AML-HELAS – Advanced Machine/Deep Learning for Heterogeneous Large scale Data



Michalis Vazirgiannis

Chair holder
DaSciM team, LIX
Ecole Polytechnique, France

This Chair, supported by the ANR and the industrial partners MAIF and LINAGORA and will be devoted to research and training in the area of advanced deep learning methods for graph and NLP with an emphasis on French linguistic resources.

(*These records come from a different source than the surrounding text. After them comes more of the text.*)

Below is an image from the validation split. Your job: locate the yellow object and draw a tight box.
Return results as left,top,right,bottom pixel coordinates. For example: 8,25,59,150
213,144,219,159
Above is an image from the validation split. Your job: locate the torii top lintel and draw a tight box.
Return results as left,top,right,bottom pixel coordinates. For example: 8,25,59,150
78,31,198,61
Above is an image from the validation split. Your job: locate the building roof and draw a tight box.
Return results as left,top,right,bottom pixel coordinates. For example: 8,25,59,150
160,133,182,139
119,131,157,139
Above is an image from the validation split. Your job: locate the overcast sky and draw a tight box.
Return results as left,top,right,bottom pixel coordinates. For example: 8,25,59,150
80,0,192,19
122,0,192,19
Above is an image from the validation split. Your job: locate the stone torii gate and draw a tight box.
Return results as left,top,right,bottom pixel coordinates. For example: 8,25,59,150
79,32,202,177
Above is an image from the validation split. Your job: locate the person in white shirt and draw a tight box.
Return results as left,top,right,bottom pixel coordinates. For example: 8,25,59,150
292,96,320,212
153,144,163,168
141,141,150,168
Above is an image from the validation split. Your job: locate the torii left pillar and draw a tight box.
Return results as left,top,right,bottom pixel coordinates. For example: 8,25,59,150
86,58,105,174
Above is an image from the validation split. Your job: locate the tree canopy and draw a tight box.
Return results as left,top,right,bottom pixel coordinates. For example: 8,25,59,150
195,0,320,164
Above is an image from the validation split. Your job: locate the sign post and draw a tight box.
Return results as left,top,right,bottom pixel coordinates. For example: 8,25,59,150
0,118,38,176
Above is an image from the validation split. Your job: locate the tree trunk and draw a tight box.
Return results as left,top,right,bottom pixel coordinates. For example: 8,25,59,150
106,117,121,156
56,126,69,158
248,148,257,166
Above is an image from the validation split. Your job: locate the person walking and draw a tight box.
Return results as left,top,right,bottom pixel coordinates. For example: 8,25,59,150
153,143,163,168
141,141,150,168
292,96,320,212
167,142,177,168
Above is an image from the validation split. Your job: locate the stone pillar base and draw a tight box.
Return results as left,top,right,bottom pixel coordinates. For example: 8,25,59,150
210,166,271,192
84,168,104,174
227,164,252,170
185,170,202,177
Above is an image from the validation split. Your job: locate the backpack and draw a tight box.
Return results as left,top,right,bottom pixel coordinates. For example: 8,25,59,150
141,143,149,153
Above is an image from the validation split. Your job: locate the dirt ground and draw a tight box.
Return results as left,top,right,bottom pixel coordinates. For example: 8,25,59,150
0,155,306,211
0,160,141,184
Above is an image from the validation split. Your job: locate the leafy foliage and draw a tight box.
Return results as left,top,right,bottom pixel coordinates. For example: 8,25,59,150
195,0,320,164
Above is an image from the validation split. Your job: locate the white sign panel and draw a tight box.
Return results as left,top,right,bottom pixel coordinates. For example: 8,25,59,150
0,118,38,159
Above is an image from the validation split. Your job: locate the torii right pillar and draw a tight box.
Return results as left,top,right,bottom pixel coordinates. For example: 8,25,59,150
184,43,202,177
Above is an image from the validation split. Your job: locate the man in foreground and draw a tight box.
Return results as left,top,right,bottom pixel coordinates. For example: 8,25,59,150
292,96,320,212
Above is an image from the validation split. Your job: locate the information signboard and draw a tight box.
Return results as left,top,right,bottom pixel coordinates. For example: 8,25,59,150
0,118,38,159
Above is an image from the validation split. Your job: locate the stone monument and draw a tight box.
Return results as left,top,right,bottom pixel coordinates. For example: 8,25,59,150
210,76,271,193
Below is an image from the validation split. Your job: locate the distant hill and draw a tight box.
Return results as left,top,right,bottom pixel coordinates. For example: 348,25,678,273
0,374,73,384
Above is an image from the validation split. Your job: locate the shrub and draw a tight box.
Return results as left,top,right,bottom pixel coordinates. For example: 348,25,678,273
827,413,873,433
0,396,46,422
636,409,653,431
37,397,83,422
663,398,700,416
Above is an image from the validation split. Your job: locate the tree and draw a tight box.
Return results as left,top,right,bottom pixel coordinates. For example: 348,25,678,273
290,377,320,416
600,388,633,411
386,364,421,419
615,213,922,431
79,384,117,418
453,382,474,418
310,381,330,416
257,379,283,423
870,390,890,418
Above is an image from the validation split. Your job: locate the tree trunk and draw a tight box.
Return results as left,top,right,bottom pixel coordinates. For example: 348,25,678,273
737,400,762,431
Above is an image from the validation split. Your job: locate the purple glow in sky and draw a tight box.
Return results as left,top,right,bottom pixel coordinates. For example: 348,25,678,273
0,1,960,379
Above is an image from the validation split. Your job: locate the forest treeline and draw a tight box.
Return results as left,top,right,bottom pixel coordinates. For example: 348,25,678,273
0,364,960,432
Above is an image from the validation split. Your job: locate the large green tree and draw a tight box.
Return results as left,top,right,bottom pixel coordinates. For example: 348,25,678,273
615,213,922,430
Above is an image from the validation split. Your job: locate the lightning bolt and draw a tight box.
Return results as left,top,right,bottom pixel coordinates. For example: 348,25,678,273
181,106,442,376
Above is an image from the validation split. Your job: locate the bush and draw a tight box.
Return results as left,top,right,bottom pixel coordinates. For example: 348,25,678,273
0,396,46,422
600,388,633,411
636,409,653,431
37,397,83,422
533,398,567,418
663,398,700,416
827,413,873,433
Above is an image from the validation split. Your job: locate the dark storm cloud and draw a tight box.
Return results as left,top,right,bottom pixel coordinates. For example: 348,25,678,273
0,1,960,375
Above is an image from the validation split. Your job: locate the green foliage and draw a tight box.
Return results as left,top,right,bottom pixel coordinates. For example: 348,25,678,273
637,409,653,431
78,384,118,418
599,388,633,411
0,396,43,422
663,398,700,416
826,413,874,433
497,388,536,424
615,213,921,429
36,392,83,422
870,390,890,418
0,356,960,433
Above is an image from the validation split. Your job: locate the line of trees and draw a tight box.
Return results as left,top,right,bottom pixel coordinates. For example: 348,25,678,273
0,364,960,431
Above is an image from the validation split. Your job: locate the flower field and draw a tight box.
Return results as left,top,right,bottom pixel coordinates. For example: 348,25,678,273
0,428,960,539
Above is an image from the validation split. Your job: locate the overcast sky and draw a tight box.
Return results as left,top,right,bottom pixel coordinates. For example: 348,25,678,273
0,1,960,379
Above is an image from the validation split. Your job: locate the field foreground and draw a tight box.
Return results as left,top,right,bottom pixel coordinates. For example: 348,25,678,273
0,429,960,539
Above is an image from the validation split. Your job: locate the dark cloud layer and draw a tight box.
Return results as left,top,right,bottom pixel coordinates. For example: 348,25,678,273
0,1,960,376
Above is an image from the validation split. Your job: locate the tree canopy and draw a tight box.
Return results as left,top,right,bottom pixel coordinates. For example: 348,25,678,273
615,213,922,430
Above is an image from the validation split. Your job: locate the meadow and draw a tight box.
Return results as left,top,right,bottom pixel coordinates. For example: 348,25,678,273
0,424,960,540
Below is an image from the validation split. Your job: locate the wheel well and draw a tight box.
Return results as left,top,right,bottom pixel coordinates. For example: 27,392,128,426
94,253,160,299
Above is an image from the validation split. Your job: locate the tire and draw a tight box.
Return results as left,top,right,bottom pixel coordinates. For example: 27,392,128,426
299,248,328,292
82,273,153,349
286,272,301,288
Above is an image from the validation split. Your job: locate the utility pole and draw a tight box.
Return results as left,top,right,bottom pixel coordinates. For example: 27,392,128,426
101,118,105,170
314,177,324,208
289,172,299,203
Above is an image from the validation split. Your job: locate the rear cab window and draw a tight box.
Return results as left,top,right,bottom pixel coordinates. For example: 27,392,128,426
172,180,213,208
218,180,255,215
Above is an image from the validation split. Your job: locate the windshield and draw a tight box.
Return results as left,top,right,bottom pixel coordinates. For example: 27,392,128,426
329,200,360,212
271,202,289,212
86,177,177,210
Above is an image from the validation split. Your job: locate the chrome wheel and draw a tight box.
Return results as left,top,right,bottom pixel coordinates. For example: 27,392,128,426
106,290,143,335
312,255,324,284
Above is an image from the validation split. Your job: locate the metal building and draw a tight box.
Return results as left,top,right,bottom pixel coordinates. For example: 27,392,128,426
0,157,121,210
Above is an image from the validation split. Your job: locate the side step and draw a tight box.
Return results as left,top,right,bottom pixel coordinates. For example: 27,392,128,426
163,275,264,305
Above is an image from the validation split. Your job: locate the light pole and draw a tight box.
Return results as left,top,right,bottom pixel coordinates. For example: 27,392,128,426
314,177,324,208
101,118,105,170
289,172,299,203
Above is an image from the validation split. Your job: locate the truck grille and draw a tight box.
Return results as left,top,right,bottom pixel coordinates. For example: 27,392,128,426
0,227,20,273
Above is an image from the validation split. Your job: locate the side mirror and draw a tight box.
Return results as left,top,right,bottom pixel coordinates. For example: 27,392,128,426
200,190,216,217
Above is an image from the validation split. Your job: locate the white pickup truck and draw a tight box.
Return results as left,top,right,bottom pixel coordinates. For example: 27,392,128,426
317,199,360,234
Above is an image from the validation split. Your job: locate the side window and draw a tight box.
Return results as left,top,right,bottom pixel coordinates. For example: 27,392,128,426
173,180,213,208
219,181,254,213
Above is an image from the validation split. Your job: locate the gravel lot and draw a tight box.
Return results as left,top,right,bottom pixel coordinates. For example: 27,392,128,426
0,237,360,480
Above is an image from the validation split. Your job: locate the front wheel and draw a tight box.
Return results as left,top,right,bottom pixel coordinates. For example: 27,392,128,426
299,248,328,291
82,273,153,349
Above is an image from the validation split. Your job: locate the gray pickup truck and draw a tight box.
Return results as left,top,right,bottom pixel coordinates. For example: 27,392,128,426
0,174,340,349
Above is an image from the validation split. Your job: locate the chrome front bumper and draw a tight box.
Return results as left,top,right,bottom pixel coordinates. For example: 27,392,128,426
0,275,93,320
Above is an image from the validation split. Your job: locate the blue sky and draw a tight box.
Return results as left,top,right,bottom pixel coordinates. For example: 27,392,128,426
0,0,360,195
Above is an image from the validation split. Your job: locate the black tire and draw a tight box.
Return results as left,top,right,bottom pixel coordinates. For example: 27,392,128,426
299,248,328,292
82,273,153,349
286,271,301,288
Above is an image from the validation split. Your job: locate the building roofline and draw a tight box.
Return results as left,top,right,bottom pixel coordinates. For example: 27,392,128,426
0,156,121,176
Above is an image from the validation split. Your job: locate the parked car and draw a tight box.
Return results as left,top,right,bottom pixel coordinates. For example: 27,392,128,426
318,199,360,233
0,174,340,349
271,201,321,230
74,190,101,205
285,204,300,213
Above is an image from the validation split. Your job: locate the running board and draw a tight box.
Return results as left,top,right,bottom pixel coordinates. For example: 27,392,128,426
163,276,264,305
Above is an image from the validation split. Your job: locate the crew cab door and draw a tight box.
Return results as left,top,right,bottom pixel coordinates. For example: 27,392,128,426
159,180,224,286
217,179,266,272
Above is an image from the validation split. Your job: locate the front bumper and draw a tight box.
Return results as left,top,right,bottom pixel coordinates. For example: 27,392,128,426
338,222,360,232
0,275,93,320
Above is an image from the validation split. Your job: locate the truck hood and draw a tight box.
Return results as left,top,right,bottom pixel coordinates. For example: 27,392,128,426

  • Research: To contribute in developing theories and best practices in the field of advanced AI algorithms for alternative data including text, graphs, timeseries with applications in different domains including insurance, digital marketing, biomedical, social networks etc.
  • Students: Prepare by teaching the students to initiate or support innovation in these areas.
  • Academia & Industry: Disseminate in the industry and science, more widely through publications to the general public.


The chair is in the heart and intersection of important and challenging research topics in AI. Graphs emerge a universal structure for information representation and learning for different applications including social networks, NLP, biomedical/neuro-computing etc. Industrial interest in graph based AI is very significant with immense scientific production in Deep Learning for Graph Neural Networks and NLP/Text Mining. Both topics are addressed in this chair and the industrial partners have an explicit interest in the results of the chair. The chair will aspire towards research topics that are original and risky but also connected to real life applications and industrial needs.

Topic of interest in the chain include:

    1. Learning Graph Representations

In the past years, the amount of graph-structured data has grown steadily in a wide range of domains, such as in social networks and in bioinformatics. Learning useful graph representations is at the core of many real-world applications. Graph Neural Networks (GNNs) have recently emerged as a general framework for addressing graph-related machine learning tasks. These networks have demonstrated strong empirical performance, and some recent studies have made attempts to formally characterize their expressive power.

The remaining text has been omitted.